At day 90, churn was down from 19% to under 8%.

Integrations

Fomo invested in building integrations, like a line of Javascript to integrate with with BigCommerce (which cost $1,500). In the first 45 days this integration was live, it made $1,000 (now at ~$8k/month).

After doing more integrations, Shopify went from 100% of business to under 40%.

Today Fomo has over 50 integrations.

FOMO has over 50 integrations

Fomo now buys smaller businesses (like Built with Shopify, ~30k uniques/month), which is like cheating at integrations.

Results

4x the business! From ~$25k MRR to $100k MRR this month.

Q/A

How did you decide to hire 3 full time service reps? Did you look at alternatives?

We didn't do it from day 1. Our first hire was a customer support person, and they had a positive ROI by preventing churning and upselling. They paid for themself 100x over.

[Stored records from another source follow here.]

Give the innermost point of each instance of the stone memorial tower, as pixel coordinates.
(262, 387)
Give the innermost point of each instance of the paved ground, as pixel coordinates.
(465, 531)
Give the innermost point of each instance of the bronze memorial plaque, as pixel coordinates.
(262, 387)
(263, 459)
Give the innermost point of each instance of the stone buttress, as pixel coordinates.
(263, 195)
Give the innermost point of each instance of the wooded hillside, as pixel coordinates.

Did you hire any software developers?

Justin's cofounder did most of the development, then hired out development to a dev shop investing the founders' money.

How did you approach the competitors that you acquired?

On day 1, we emailed all 20 of our competitors and asked if they were open at all. More than half said they were interested in selling, integrating, and walking away.

Re: raise prices, how did you come to that magic number? How did you know you weren't pricing too high?

I still don't know we're at the magic number! We tested it and it worked well. We split tested sending special offers to existing customers (upgrade now for ${price}!).

Did you grandfather existing customers?

Yes, for a year.

Do you have negotiation tips for negotiation integrations?

Have something in it for your integration partner! Promote them.

How are you differentiating yourself from your competitors?

One of our biggest competitors just went through YCombinator. There's not a ton we can do with feature differentiation - it's a rat race. What we focus on is the actual experience of using the product. If you have two matching products, integrations and customer support and scaling and the overall smoothness of the experience is what makes the difference.

The overall market is bigger with competitors, which actually works to our advantage.

How did you connect with Zapier?

We cold emailed their partner integration partner person. It was pretty easy for us.

Other than Zapier, do you have an API?

Yes - it's been a big win for our larger customers.

How do you source and onboard a support team?

We hire support from development bootcamps. Dev bootcamps don't make you a strong, facebook-level engineer, so they're having trouble finding work. We put them through the customer support training we care about and another $25k/month technical course

"You're not good enough to code for real yet, so come here and do customer support and we'll invest in you. After a year you can either get onboarded as an engineer or move on."